Question

A piece of equipment costs$Rs6,00,000$ in a certain factory. If it depreciates in value$15\%$ the first year, $13.5\%$ the next year, $12\%$the third year, and so on. What will be its value at the end of$10$ years, all percentages applying to the original costs $?$

Answer 1

Finding the equipment cost:

The cost of equipment $=Rs6,00,000$

Step 1 - Finding the type of series

The value depreciates as

$15\%,13.5\%,12\%,--------$

Percentage of depreciation in the first year $=15\%$

Percentage of depreciation in the second year $=13.5\%$

Percentage difference $=$ $15\%-13.5\%$

$=-1.5\%$

Percentage of depreciation in the third year $=12\%-13.5\%$

$=-1.5\%$

Since, the percentage of depreciation is constant $=-1.5\%$

Therefore, the series is in arithmetic progression.

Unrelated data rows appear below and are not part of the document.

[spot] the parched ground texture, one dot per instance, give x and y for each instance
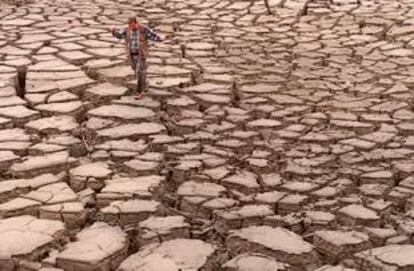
(275, 135)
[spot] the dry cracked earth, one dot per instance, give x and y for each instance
(275, 135)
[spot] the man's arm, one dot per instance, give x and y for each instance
(151, 35)
(118, 33)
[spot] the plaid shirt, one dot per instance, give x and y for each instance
(135, 34)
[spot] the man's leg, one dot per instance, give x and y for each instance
(143, 74)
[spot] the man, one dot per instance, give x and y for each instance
(136, 39)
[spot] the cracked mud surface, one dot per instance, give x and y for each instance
(275, 135)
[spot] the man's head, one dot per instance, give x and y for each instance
(132, 21)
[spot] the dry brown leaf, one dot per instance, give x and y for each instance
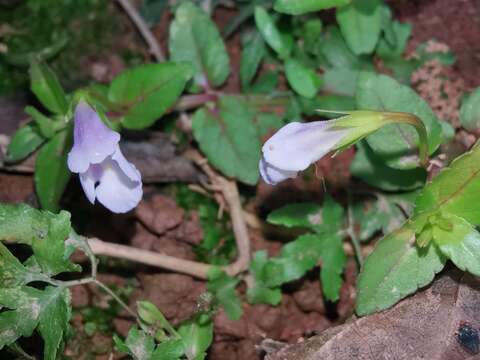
(424, 326)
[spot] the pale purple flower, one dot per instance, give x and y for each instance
(104, 172)
(297, 145)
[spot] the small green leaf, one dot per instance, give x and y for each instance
(223, 287)
(229, 138)
(298, 7)
(146, 92)
(470, 111)
(25, 141)
(297, 257)
(197, 335)
(194, 38)
(302, 214)
(168, 350)
(370, 168)
(395, 269)
(456, 189)
(397, 144)
(260, 293)
(461, 243)
(360, 23)
(271, 34)
(303, 80)
(45, 86)
(45, 124)
(252, 56)
(51, 171)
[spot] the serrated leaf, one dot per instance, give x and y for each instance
(397, 144)
(301, 214)
(370, 168)
(252, 56)
(146, 92)
(229, 138)
(303, 80)
(223, 287)
(298, 7)
(279, 42)
(25, 141)
(470, 111)
(54, 321)
(194, 38)
(296, 258)
(456, 189)
(197, 335)
(46, 87)
(51, 171)
(28, 308)
(461, 243)
(168, 350)
(360, 23)
(395, 269)
(45, 124)
(260, 293)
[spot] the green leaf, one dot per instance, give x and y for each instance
(385, 213)
(252, 56)
(396, 143)
(395, 269)
(49, 309)
(456, 189)
(54, 321)
(197, 335)
(45, 85)
(279, 42)
(146, 92)
(360, 23)
(51, 171)
(195, 38)
(370, 168)
(296, 258)
(223, 287)
(25, 141)
(298, 7)
(461, 243)
(470, 111)
(229, 138)
(49, 251)
(168, 350)
(45, 124)
(303, 80)
(260, 293)
(301, 214)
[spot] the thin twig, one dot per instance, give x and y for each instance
(143, 29)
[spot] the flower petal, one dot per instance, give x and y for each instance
(117, 191)
(272, 175)
(297, 145)
(93, 141)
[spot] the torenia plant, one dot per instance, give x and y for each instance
(297, 145)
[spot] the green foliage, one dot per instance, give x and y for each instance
(230, 137)
(396, 144)
(324, 245)
(298, 7)
(223, 287)
(470, 110)
(143, 94)
(371, 168)
(360, 23)
(51, 171)
(280, 42)
(194, 38)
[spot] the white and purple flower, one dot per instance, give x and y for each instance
(104, 172)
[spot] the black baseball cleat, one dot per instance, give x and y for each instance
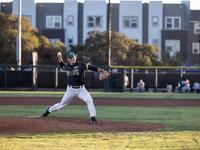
(93, 120)
(46, 112)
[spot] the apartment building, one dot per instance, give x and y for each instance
(195, 37)
(171, 27)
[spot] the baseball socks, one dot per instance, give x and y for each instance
(93, 120)
(46, 112)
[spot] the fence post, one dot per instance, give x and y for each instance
(131, 80)
(180, 78)
(56, 78)
(32, 81)
(5, 78)
(108, 80)
(122, 80)
(155, 80)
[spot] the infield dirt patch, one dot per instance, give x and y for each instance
(35, 124)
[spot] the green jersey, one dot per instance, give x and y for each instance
(76, 73)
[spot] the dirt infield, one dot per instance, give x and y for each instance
(35, 124)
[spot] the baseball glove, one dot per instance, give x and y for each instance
(103, 75)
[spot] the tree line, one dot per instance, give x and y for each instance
(124, 51)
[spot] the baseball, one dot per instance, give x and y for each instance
(59, 54)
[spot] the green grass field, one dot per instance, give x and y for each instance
(183, 122)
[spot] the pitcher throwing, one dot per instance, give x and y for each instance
(75, 85)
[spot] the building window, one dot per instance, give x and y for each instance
(195, 48)
(29, 17)
(70, 20)
(130, 21)
(53, 41)
(172, 45)
(70, 42)
(155, 21)
(53, 21)
(197, 28)
(95, 21)
(172, 23)
(155, 42)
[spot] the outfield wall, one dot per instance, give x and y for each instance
(46, 79)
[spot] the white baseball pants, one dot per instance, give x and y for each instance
(82, 93)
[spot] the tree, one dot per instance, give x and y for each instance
(31, 41)
(125, 51)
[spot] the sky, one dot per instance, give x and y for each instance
(194, 4)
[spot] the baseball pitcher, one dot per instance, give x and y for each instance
(75, 84)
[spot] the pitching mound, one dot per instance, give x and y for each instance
(34, 124)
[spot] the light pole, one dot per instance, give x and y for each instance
(109, 34)
(18, 41)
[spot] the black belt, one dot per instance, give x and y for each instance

Step 2- Value of equipment after $10$years

Since the rate of depreciation is in arithmetic progression

So, the first term $\left(a\right)=15\%$

Common difference $\left(d\right)=-1.5\%$

Number of terms $\left(n\right)=10$

Total percentage depreciation in $10$ years

$s=\frac{n}{2}\left[2a+\left(n-1\right)\times d\right]$

$s=\frac{10}{2}\left[2\times 15+\left(10-1\right)\times \left(-1.5\right)\right]$

$s=5\left[30+9\times \left(-1.5\right)\right]$

$s=5\left[30-13.5\right]$

$s=5\times 16.5$

$s=82.5$

Therefore, percentage depreciation in $10$ years $=82.5\%$

Value of depreciation $=$$\left(\frac{100-\mathrm{depreciation}\%}{100}\right)\times$ cost of equipment

$$\begin{gathered} =\left(\frac{100-82.5}{100}\right)\times 6,00,000 \\ =\frac{17.5}{100}\times 6,00,000 \\ =17.5\times 6000 \\ =Rs105000 \end{gathered}$$

Hence, the value of the equipment after $10$ years is $Rs105000$.